17 novembre 1964 : le jour où Léon Lambert se fit un prénom
L’OPA résonne comme un coup de tonnerre dans le ciel de la capitale. A l’époque, l’expression » offre publique d’achat » est encore pratiquement inconnue à Bruxelles. La pratique y est totalement inédite. C’est dire si l’attaque sur la Sofina marque les esprits. D’autant qu’elle est menée par un gamin à peine âgé de 36 ans. Un certain Léon Lambert.
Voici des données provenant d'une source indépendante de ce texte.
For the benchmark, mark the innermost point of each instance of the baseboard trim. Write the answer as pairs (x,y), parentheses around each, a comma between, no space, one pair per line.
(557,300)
Le jeune audacieux n’est pas n’importe qui. Il descend de Samuel Lambert, un juif originaire d’Alsace qui, au coeur du XIXe siècle, a débarqué à Anvers pour y ouvrir une agence de la banque Rothschild. Depuis, les Lambert se sont succédé, développant l’entreprise et traçant une lignée d’hommes qui comptent dans le petit establishment national. Au lendemain de la Seconde Guerre mondiale, la banque Lambert est un organisme sans doute fragile. Mais bien vite, elle s’impose comme une enseigne commerciale dynamique, relativement atypique dans l’univers bancaire traditionnel du pays.
Léon, lui, détonne quelque peu dans le paysage financier bruxellois. Alors que la Belgique a le Congo pour seul horizon, Lambert se distingue par son esprit international et ses idées larges. Grand admirateur des Etats-Unis, il s’est formé outre-Atlantique, mais aussi en Grande-Bretagne et à Genève. Et puis, c’est un ambitieux visionnaire, un génie financier. Et un partisan de la construction de grands ensembles.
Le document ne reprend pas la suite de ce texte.